Our inventory needs to be able to get the current state of orders as they come into the system, are canceled, shipped out, etc. But the information we get from the orders microservice is only as good as its availability and consistency. What if the numbers we are receiving from the orders service is too old to account for recent activity in the last few seconds, minutes, or even hours? What if some catastrophe occurs and the orders service goes down completely for an unspecified time? The Inventory microservice’s dependency on an outside system, even if it is one of our own, means absolute atomic consistency is not going to happen. We want our inventory microservice to be highly available as it will always need to provide inventory updates to marketplaces requesting that information, so we need to consider how our system can thrive in an uncertain environment.

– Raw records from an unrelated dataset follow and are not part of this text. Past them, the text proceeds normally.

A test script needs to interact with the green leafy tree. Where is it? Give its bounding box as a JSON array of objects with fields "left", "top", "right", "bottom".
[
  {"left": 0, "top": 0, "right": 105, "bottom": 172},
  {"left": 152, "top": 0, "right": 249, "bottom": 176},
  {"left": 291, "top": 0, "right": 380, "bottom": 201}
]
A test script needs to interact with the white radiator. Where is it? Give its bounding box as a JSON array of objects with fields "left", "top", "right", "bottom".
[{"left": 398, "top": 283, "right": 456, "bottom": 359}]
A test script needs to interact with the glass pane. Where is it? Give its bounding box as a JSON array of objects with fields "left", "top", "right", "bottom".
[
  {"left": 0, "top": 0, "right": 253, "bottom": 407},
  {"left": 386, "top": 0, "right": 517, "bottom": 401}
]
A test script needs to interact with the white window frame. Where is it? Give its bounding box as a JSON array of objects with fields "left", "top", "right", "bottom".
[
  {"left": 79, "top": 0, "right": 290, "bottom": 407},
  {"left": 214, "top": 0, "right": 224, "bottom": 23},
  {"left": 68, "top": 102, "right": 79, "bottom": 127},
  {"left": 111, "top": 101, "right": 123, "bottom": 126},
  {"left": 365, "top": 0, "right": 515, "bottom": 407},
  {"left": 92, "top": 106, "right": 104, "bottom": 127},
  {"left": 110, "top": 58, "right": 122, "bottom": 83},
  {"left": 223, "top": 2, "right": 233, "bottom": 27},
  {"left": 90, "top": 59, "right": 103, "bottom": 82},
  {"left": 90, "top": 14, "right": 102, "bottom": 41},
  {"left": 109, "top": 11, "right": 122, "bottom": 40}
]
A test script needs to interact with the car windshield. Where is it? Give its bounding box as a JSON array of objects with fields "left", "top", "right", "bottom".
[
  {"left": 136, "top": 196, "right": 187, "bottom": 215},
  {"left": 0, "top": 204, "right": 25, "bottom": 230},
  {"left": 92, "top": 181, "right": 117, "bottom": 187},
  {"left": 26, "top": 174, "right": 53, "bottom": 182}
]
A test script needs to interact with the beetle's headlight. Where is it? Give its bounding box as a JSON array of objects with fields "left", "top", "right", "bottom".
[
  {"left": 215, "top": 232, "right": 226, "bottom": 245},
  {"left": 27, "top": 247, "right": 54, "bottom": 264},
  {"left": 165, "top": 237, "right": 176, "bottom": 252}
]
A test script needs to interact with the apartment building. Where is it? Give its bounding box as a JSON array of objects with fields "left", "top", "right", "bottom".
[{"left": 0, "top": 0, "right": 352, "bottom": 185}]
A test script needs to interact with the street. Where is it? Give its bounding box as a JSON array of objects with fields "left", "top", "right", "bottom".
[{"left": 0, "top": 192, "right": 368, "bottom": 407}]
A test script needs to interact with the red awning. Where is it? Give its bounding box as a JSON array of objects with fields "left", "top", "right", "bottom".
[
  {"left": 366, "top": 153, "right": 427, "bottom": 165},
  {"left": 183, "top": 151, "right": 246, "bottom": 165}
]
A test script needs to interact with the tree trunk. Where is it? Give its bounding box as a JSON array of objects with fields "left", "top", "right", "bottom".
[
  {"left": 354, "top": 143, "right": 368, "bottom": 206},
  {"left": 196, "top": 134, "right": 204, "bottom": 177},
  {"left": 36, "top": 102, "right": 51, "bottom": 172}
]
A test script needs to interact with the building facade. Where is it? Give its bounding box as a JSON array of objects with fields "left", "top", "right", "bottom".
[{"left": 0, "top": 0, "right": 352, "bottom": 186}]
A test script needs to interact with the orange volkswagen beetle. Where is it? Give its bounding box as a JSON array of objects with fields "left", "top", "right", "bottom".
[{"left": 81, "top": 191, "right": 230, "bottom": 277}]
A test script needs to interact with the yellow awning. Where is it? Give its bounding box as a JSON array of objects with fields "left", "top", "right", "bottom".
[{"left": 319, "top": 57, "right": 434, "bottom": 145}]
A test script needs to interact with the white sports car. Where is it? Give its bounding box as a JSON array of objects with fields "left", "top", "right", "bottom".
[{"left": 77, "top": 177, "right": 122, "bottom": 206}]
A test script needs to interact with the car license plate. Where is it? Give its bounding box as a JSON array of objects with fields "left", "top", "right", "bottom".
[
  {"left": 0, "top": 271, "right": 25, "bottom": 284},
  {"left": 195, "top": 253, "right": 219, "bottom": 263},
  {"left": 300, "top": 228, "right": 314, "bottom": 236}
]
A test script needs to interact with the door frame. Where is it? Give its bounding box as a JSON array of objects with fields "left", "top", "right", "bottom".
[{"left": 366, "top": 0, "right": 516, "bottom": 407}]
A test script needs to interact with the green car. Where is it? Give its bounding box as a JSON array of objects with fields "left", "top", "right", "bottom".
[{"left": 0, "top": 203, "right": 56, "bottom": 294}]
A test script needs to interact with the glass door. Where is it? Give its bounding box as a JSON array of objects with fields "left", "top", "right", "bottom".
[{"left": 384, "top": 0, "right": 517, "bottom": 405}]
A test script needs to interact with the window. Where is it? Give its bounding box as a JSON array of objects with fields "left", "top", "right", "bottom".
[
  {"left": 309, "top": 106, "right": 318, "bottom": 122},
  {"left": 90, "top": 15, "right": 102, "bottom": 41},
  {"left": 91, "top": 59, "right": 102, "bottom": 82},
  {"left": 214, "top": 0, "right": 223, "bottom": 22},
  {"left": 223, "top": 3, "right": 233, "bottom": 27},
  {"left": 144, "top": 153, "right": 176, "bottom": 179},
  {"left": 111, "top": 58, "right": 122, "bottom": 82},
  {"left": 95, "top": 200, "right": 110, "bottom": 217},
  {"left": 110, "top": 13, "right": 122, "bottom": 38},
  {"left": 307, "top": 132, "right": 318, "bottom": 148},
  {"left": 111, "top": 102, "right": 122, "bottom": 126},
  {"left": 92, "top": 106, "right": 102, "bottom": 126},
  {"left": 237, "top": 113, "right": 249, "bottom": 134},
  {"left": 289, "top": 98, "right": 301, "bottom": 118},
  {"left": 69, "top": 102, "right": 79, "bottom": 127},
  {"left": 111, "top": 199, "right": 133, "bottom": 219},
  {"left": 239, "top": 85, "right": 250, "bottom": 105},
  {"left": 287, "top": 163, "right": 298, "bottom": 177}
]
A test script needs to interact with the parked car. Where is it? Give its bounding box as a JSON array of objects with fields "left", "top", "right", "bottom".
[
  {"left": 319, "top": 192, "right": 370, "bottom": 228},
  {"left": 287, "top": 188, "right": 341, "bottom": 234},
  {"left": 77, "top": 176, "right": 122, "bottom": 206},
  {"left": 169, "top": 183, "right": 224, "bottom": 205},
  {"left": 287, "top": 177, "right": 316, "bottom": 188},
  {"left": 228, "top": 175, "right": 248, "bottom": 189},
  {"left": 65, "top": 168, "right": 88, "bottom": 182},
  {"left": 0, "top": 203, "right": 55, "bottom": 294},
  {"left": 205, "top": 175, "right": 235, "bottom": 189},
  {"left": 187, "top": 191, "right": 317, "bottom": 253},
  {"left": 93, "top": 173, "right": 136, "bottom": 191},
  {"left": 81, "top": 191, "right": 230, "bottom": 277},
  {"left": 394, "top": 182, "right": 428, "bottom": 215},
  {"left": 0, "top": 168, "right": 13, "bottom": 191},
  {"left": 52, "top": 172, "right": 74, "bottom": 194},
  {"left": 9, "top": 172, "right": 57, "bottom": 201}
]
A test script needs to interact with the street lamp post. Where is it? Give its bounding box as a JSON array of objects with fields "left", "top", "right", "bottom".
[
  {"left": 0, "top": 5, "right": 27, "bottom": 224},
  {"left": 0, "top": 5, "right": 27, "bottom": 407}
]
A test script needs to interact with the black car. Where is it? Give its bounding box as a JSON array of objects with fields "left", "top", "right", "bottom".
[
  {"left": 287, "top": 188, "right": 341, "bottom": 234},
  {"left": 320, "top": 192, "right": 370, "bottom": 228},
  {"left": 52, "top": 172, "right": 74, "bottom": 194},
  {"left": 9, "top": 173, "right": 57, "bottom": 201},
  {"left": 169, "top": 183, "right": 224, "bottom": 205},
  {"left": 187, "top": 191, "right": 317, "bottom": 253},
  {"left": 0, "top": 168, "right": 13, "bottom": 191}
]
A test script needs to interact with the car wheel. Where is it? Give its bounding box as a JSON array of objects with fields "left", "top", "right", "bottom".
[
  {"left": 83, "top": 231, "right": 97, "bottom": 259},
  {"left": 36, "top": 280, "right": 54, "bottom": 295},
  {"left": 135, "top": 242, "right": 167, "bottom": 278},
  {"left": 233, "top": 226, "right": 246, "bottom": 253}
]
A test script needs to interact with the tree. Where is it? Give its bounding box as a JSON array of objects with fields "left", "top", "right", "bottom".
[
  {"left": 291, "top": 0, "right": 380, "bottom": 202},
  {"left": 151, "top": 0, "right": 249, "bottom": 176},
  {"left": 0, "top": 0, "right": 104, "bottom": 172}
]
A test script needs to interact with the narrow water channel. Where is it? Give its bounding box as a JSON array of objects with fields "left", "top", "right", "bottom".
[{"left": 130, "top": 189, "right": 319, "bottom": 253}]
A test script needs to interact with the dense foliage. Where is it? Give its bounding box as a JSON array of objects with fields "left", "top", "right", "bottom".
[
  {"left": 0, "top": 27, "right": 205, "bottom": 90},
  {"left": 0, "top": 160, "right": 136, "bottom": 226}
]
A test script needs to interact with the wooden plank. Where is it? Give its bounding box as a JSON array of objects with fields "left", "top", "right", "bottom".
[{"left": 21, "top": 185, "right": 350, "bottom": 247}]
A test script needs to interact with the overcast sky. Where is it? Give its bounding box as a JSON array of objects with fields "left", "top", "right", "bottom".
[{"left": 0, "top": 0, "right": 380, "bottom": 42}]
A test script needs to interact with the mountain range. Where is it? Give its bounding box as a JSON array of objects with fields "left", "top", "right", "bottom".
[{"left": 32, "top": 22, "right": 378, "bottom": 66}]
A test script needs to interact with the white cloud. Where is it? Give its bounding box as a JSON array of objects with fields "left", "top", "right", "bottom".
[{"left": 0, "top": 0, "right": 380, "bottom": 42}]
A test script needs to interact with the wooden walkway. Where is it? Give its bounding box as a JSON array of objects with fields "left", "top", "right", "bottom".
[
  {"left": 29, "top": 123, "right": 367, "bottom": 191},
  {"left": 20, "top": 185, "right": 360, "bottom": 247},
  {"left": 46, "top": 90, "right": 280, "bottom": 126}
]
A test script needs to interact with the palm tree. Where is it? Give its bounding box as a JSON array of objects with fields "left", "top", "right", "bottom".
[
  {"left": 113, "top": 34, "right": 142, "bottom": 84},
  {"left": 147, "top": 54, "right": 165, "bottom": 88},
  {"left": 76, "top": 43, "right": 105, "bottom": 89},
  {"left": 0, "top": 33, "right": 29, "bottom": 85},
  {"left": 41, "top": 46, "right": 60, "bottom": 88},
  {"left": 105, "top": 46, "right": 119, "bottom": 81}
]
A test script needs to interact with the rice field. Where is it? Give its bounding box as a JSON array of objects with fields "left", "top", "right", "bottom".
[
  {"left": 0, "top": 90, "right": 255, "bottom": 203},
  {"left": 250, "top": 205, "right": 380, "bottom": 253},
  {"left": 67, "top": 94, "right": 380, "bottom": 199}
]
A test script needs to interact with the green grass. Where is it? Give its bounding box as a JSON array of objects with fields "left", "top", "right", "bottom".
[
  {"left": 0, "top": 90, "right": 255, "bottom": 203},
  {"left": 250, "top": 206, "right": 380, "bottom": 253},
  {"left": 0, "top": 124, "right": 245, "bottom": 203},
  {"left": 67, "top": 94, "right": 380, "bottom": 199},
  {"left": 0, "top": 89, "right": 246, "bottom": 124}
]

When you accept the limits of consistency in an environment you can start the fun part of software development: engineering! With our inventory system we want to protect against selling product that we no longer have so we can detect situations where stock levels are dropping low and only push the last known inventory to the most popular storefront, and 0 to the rest. If this solution is not robust enough, we can start tracking the velocity at which our inventory drops over time and use those numbers to project stock out situations and handle them accordingly. Different items in our warehouse may need to use specific strategies vs others. Implementing these solutions in a monolithic architecture means lots of code in a system that is hard to maintain but works much better in a well-organized microservice environment.
Balancing Availability with Consistency
From the perspective of our Orders microservice, we might face the opposite problem: Now that we have exclusive read/write access to our database our information is highly consistent, but due to a large volume of requests submitting new orders to our system and a large volume of requests wanting to read the information from these orders, availability of the system could be problematic.
Let’s say we receive a request for all valid orders that arrived within the last 15 minutes. At the same time, we run all new orders into the system through our fraud detection algorithm, validate the destination addresses of the order, etc, before writing the orders to the database in batches. This could mean writing the orders to the database in their raw state, accessing this data later in a repeatable-read format to validate the information before updating it with the finalized information.
To balance the needs for highly consistent data with consumers that want to know about it, we might consider a messaging queue service that publishes events every time a new order comes in and every time it is updated. Maybe we employ a restrictive throttling-policy on all read requests on our RESTful API using a leaky bucket algorithm and add a feed-based call to return large amounts of data at once.
Wrapping Up
Simply using a microservices architecture will not magically make your application more scalable. In fact, if we don’t consider the tradeoffs and measure the balance between data consistency and service availability, it could be worse. Properly understanding the limitations of a given system and engineering around its bottlenecks is going to be key. Fortunately there are a lot of data structures, libraries, and technologies to assist in this endeavor.